🤖 AI Summary
Current image generation models excel at single-image synthesis but often suffer from semantic and visual inconsistencies when generating long sequences of images, such as comics or storyboards. This work proposes a Long-context Generation framework (LCG) that introduces a Sparse Relational Attention (SRA) mechanism to selectively focus on salient features across extended visual contexts, along with a Routing Consistency Constraint (RCC) to align structural patterns across multiple generative branches. The study also constructs LCCD, the first large-scale dataset dedicated to long-context consistency, and incorporates an identity-aware masking strategy.

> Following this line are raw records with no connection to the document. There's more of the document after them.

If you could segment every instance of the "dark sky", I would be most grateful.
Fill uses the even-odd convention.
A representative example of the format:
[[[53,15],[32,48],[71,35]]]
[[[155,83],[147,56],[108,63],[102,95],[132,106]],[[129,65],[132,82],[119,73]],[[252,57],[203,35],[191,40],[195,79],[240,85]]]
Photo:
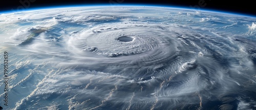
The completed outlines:
[[[164,5],[182,6],[190,8],[190,7],[200,9],[214,9],[225,11],[233,13],[256,16],[256,4],[253,1],[232,1],[232,2],[222,2],[216,0],[6,0],[0,4],[1,10],[12,11],[23,8],[32,9],[37,7],[62,6],[67,5],[89,5],[104,4],[110,5],[110,3],[116,3],[119,5],[131,4]],[[25,4],[23,5],[23,2]],[[224,2],[223,2],[224,1]]]

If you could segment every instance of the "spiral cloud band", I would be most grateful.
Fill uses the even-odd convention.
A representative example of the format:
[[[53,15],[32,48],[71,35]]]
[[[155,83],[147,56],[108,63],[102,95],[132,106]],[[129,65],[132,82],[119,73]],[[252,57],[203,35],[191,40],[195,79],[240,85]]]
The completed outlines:
[[[10,109],[256,108],[255,18],[85,7],[3,14],[0,21]]]

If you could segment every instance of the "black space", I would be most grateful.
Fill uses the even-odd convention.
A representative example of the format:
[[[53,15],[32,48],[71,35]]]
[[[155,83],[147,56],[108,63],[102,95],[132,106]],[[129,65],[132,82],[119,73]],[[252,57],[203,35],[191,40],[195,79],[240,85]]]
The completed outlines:
[[[26,3],[24,6],[21,2]],[[25,2],[29,2],[29,4]],[[110,6],[111,4],[116,3],[122,5],[131,4],[139,4],[146,5],[163,5],[165,6],[182,6],[190,8],[190,7],[200,7],[200,9],[216,10],[243,14],[248,14],[256,16],[256,4],[253,1],[232,1],[232,2],[222,2],[216,0],[6,0],[0,3],[1,11],[11,11],[23,10],[25,9],[31,9],[48,6],[60,6],[72,5],[90,5],[104,4]],[[201,4],[201,6],[200,4]],[[198,9],[198,8],[195,8]],[[1,12],[0,12],[1,13]]]

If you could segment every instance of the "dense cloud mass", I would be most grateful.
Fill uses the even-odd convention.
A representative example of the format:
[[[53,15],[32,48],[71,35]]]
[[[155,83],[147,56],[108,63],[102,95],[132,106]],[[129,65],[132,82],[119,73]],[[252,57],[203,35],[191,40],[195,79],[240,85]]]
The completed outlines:
[[[157,7],[3,14],[7,108],[255,109],[255,24],[248,16]]]

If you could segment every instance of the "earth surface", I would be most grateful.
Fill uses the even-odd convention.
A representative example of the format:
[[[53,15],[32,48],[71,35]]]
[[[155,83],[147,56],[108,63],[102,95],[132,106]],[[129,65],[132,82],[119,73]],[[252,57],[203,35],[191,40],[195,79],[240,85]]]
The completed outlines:
[[[93,6],[0,15],[6,109],[255,109],[256,18]],[[4,73],[3,73],[3,75]],[[1,82],[4,82],[1,75]]]

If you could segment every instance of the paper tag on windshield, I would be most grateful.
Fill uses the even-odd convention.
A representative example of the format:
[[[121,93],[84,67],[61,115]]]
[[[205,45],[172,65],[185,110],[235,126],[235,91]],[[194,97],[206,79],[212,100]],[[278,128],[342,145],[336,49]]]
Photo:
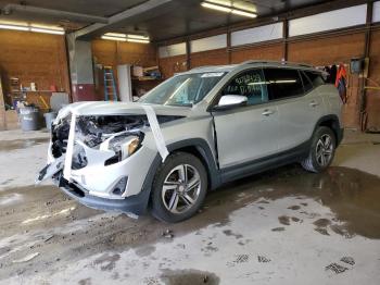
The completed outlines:
[[[225,74],[224,72],[210,72],[210,73],[202,74],[201,77],[220,77],[224,74]]]

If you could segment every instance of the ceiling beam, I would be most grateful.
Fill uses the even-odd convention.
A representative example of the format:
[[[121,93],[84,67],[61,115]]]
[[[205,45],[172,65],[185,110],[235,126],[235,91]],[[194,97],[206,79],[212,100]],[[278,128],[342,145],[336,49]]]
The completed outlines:
[[[107,24],[109,20],[102,16],[94,16],[89,14],[66,12],[60,10],[52,10],[39,7],[31,5],[20,5],[20,4],[7,4],[3,9],[1,9],[1,14],[7,15],[17,15],[17,14],[27,14],[31,16],[41,15],[46,17],[52,17],[58,20],[68,20],[72,22],[79,23],[102,23]]]
[[[162,7],[173,1],[174,0],[149,0],[142,4],[136,5],[121,13],[117,13],[113,16],[110,16],[107,18],[109,20],[107,24],[97,23],[74,32],[75,38],[89,37],[89,36],[93,37],[94,35],[99,35],[100,33],[103,33],[103,30],[105,30],[110,26],[117,25],[121,22],[125,22],[128,18],[136,17],[140,14],[147,13],[149,11],[152,11],[153,9],[156,9],[159,7]]]

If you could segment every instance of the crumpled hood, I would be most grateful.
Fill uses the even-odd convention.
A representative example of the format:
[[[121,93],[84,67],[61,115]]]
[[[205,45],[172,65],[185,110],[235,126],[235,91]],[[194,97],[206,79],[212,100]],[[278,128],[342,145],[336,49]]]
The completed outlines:
[[[161,104],[144,104],[139,102],[104,102],[88,101],[66,106],[60,111],[59,117],[66,116],[68,112],[76,115],[127,115],[145,114],[143,106],[151,106],[156,115],[187,116],[191,111],[188,107],[172,107]]]

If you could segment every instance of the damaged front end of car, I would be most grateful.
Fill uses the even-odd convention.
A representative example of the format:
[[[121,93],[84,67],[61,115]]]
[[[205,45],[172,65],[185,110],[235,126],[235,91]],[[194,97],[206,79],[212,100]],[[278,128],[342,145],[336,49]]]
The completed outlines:
[[[176,117],[156,119],[165,122]],[[52,178],[90,208],[141,214],[149,198],[141,188],[157,156],[156,148],[143,144],[151,125],[143,112],[60,113],[52,124],[48,165],[39,172],[36,184]]]

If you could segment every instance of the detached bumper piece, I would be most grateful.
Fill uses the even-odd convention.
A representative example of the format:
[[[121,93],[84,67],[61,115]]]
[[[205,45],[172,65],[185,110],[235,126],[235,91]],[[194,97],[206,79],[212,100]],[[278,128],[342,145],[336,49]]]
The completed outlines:
[[[97,210],[117,211],[132,213],[135,215],[142,215],[147,210],[149,201],[149,191],[147,190],[142,190],[140,194],[127,197],[125,199],[105,199],[89,195],[86,189],[75,183],[67,182],[62,176],[59,179],[58,186],[73,199]]]

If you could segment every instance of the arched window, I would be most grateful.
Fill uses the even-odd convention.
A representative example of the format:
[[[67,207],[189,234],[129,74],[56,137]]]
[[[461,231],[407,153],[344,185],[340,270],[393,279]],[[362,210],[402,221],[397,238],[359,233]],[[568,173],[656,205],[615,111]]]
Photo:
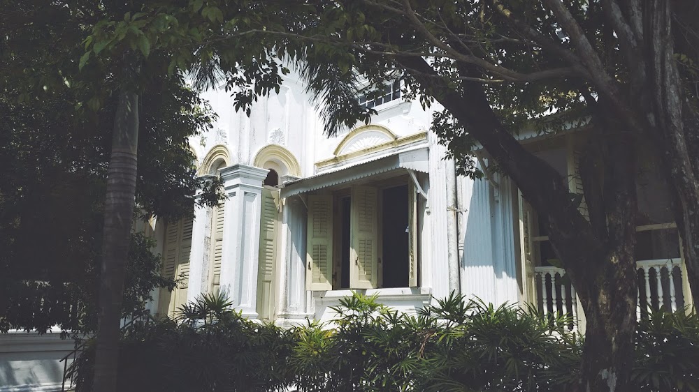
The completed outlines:
[[[220,176],[221,169],[231,165],[231,154],[223,144],[214,146],[201,164],[201,175]],[[221,281],[221,262],[223,257],[224,215],[225,202],[207,211],[207,218],[210,219],[210,231],[205,234],[208,239],[209,247],[206,251],[209,260],[208,285],[203,292],[218,292]]]
[[[279,174],[274,169],[270,169],[269,173],[267,173],[267,177],[265,178],[263,185],[266,185],[268,186],[277,186],[279,185]]]

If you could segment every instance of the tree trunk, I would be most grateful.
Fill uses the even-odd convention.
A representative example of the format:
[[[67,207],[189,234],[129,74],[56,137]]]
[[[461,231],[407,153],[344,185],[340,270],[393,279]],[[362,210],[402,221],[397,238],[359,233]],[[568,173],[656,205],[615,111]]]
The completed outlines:
[[[580,382],[572,388],[575,392],[632,391],[635,261],[633,251],[614,252],[606,259],[596,276],[575,285],[586,319]],[[634,283],[627,284],[630,282]]]
[[[500,123],[482,86],[464,82],[463,90],[457,91],[440,80],[426,76],[434,74],[434,70],[421,59],[398,57],[398,61],[418,73],[413,76],[426,91],[482,144],[532,206],[546,213],[543,223],[549,229],[551,243],[587,319],[581,378],[572,390],[630,391],[637,295],[634,259],[635,160],[634,143],[630,139],[633,133],[616,123],[614,114],[600,116],[604,123],[599,126],[605,128],[607,135],[602,149],[605,151],[605,172],[603,197],[594,199],[603,202],[589,206],[596,209],[600,218],[600,221],[588,222],[578,206],[571,202],[570,194],[561,186],[557,172],[526,151]],[[468,69],[461,73],[480,76]]]
[[[642,91],[649,133],[661,146],[661,160],[675,190],[675,220],[696,306],[699,301],[699,165],[696,153],[699,146],[693,134],[696,128],[690,125],[696,123],[691,121],[691,114],[683,113],[686,101],[675,58],[672,4],[654,0],[647,6],[649,17],[644,20],[644,34],[649,37],[644,53],[647,79],[642,84],[645,89],[636,90]],[[686,50],[691,45],[680,46],[681,50]],[[685,128],[686,125],[690,126]]]
[[[136,195],[138,96],[122,91],[107,178],[93,390],[116,391],[124,277]]]

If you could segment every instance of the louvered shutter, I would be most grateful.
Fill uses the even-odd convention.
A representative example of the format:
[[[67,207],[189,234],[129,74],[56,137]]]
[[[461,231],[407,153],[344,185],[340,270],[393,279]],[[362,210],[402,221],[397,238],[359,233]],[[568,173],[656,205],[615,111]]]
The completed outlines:
[[[533,227],[534,211],[529,203],[519,195],[519,248],[521,255],[522,296],[529,303],[536,303],[534,282],[534,241]]]
[[[192,250],[192,231],[194,219],[185,218],[180,221],[181,234],[180,249],[178,254],[178,264],[175,278],[178,280],[178,287],[173,292],[172,310],[177,310],[187,303],[187,292],[189,282],[189,254]]]
[[[308,196],[306,289],[333,289],[333,197]]]
[[[162,274],[165,278],[175,278],[177,269],[178,246],[180,236],[180,223],[168,223],[165,229],[165,246],[163,253]],[[158,313],[167,315],[170,310],[172,292],[167,289],[160,289],[158,299]]]
[[[275,200],[278,199],[278,190],[266,188],[262,190],[257,280],[257,312],[262,319],[271,319],[274,315],[274,271],[278,221]]]
[[[408,285],[417,287],[417,193],[415,184],[408,186]]]
[[[214,209],[212,227],[212,257],[211,257],[211,288],[214,293],[218,292],[221,282],[221,260],[223,258],[223,219],[226,204],[222,204]]]
[[[378,278],[377,204],[378,192],[369,186],[353,186],[350,218],[350,287],[374,289]]]
[[[574,148],[570,148],[568,150],[568,189],[571,193],[580,195],[582,199],[578,209],[580,211],[580,213],[589,220],[590,215],[587,211],[587,203],[585,202],[582,190],[582,179],[580,178],[581,155],[580,151]]]

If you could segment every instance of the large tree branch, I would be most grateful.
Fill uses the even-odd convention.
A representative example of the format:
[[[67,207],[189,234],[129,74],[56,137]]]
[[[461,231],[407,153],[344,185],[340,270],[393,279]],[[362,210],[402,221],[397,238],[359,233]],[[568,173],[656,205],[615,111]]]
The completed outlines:
[[[552,227],[552,232],[556,233],[559,244],[575,244],[578,247],[584,243],[591,250],[601,246],[602,242],[593,234],[589,223],[570,199],[568,187],[561,182],[560,175],[550,165],[525,150],[500,123],[481,84],[464,82],[463,87],[456,90],[450,87],[444,78],[426,76],[438,75],[423,59],[396,56],[396,61],[405,69],[418,70],[419,73],[413,73],[412,76],[423,89],[467,128],[469,134],[483,145],[535,209],[549,213],[546,224]],[[598,266],[585,264],[582,260],[577,264],[575,260],[575,257],[568,259],[572,264],[566,268],[570,267],[569,271],[577,276],[586,275]]]
[[[582,61],[575,53],[560,43],[554,41],[544,34],[533,29],[529,24],[519,20],[512,14],[512,12],[507,9],[500,0],[491,0],[492,4],[498,13],[505,18],[510,24],[521,34],[528,38],[533,43],[540,46],[542,49],[550,51],[552,53],[560,56],[568,61],[571,66],[578,66],[582,65]],[[581,67],[582,68],[582,67]],[[580,71],[587,75],[586,70],[581,69]]]

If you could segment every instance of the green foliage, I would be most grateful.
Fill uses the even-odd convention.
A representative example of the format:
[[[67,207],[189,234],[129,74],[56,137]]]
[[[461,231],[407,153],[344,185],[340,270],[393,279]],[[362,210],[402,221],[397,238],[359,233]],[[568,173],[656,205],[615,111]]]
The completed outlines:
[[[637,391],[699,391],[699,315],[651,312],[639,322],[631,377]]]
[[[135,391],[562,391],[577,382],[582,342],[570,320],[455,295],[417,315],[355,293],[331,324],[282,329],[248,321],[222,295],[182,306],[175,321],[124,331],[120,379]],[[699,317],[656,313],[642,321],[635,391],[696,391]],[[92,355],[71,367],[89,390]],[[139,382],[133,382],[138,379]],[[140,382],[143,380],[143,382]]]
[[[154,289],[171,290],[175,287],[174,280],[160,275],[160,257],[153,254],[154,245],[152,240],[141,234],[131,236],[123,317],[145,312]],[[77,336],[96,331],[99,287],[96,260],[89,260],[87,270],[72,281],[7,279],[0,301],[0,332],[17,329],[43,333],[54,326],[59,327],[64,336],[69,332]]]
[[[289,385],[292,331],[248,321],[222,295],[201,296],[176,321],[151,319],[123,331],[119,389],[128,391],[279,391]],[[94,340],[70,368],[76,391],[92,391]]]
[[[77,59],[105,10],[82,1],[0,7],[12,10],[0,40],[0,331],[94,331],[118,64],[80,71]],[[197,177],[189,144],[210,126],[210,107],[181,75],[142,86],[140,217],[191,213],[198,190],[202,204],[217,204],[220,181]],[[124,314],[174,284],[160,276],[152,249],[131,239]]]

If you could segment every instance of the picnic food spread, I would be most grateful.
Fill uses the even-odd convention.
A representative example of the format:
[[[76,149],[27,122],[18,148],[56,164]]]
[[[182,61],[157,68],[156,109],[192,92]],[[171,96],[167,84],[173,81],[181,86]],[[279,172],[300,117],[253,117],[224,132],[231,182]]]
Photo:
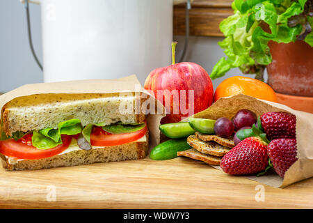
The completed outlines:
[[[257,118],[252,112],[241,109],[232,120],[226,117],[216,121],[190,118],[188,122],[161,125],[160,130],[170,137],[171,126],[175,127],[176,132],[179,132],[179,127],[194,129],[195,132],[184,131],[179,141],[186,140],[192,148],[178,146],[175,150],[172,144],[166,141],[160,144],[163,150],[167,151],[170,149],[167,146],[170,146],[177,156],[220,165],[229,174],[260,176],[273,167],[284,178],[286,171],[297,160],[296,116],[287,112],[267,112]],[[188,133],[188,138],[183,138]],[[172,153],[170,157],[164,155],[156,160],[175,157]]]

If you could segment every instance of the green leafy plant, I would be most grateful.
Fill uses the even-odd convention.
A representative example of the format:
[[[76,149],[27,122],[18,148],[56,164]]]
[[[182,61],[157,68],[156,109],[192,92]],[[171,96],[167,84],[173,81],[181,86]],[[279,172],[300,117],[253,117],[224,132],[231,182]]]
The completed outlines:
[[[227,58],[222,57],[211,78],[239,68],[263,80],[272,56],[268,41],[288,43],[303,40],[313,47],[313,0],[234,0],[234,15],[220,24],[225,38],[218,43]]]

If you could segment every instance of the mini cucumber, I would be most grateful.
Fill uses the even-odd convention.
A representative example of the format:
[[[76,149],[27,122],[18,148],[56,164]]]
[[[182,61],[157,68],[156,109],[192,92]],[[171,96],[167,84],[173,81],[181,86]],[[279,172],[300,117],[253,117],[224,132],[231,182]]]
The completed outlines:
[[[186,138],[172,139],[155,146],[150,153],[150,158],[154,160],[166,160],[177,157],[177,152],[191,148]]]
[[[189,118],[189,124],[197,132],[204,134],[214,134],[216,120]]]
[[[159,128],[163,134],[171,139],[186,137],[195,132],[188,122],[163,124]]]

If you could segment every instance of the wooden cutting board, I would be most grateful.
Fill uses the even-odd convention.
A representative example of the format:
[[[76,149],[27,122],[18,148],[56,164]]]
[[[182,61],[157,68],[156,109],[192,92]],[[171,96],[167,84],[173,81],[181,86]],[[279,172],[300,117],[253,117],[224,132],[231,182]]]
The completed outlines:
[[[278,189],[186,157],[1,169],[0,208],[312,208],[313,178]]]

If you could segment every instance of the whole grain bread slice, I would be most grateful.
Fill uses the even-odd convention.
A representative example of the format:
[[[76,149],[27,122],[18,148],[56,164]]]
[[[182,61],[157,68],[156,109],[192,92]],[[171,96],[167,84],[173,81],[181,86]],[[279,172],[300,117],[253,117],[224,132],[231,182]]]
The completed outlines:
[[[216,156],[223,156],[230,151],[230,148],[221,146],[214,141],[200,140],[195,135],[190,135],[187,138],[187,143],[200,153]]]
[[[184,151],[177,152],[178,156],[185,156],[193,160],[203,161],[210,165],[219,165],[221,157],[204,154],[195,148],[191,148]]]
[[[12,160],[0,154],[5,169],[34,170],[59,167],[90,164],[96,162],[108,162],[138,160],[145,157],[148,153],[148,138],[146,141],[132,142],[120,146],[92,148],[89,151],[75,150],[67,153],[39,160]]]
[[[11,136],[47,128],[57,128],[60,122],[79,118],[83,126],[104,122],[138,123],[145,118],[141,94],[46,93],[16,98],[1,109],[1,132]]]
[[[234,146],[234,137],[230,137],[229,138],[223,138],[215,134],[207,134],[200,133],[198,132],[195,132],[195,135],[198,139],[202,141],[214,141],[217,142],[218,144],[228,148],[233,148]]]

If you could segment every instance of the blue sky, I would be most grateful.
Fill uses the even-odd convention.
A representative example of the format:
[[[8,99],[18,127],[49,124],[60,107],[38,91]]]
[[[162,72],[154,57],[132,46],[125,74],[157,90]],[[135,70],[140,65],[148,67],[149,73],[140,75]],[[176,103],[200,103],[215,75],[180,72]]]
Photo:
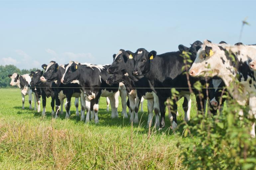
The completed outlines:
[[[0,1],[0,65],[41,68],[111,64],[113,54],[139,48],[158,54],[207,39],[256,43],[256,1]]]

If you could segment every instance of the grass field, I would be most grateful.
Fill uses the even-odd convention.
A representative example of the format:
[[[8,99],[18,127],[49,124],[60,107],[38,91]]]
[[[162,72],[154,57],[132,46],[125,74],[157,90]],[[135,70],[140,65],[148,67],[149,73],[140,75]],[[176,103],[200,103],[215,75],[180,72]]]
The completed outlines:
[[[74,98],[70,119],[65,119],[64,114],[56,119],[51,115],[50,98],[43,118],[42,112],[29,109],[27,96],[22,110],[19,89],[0,89],[0,169],[183,169],[176,144],[191,139],[170,130],[167,111],[166,127],[160,131],[152,128],[149,133],[146,100],[144,112],[139,113],[139,125],[132,127],[129,119],[121,117],[120,102],[119,117],[111,118],[105,98],[100,101],[99,123],[85,124],[75,116]],[[192,117],[196,113],[193,106]],[[182,127],[178,130],[182,133]]]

Experimental results demonstrate that LCG significantly outperforms existing baselines in generating sequences of 6 to 20 images, achieving state-of-the-art performance in character consistency and prompt alignment.
📝 Abstract
Recent image generation models achieve impressive quality in single-image synthesis, but often fail to maintain consistency across sequential outputs, as required in comics, storyboards, and visual narratives. We propose Long-Context Generation (LCG), a framework for long-context multi-image text-to-image generation, to improve consistency and scalability in long-context multi-image generation. LCG employs the Sparse Relational Attention (SRA) mechanism to selectively attend to core features across extended visual contexts, ensuring that the propagation of semantic and layout information remains computationally tractable. To enforce semantic alignment, we introduce the Routing Consistency Constraint (RCC), which leverages identity-aware masks to align structural patterns across generation branches, effectively mitigating drift in appearance even in complex multi-character scenes. To support training and evaluation in this setting, we construct the Long-Context Consistency Dataset (LCCD), a large-scale synthetic dataset comprising character-centric multi-image sequences spanning varied situational contexts. LCCD contains 600K training sequences and a separate 1K test set, with each sequence containing 6 to 20 images. The experiments demonstrate that LCG outperforms the compared baselines in prompt alignment and character consistency for long-context image generation, including multi-character scenes.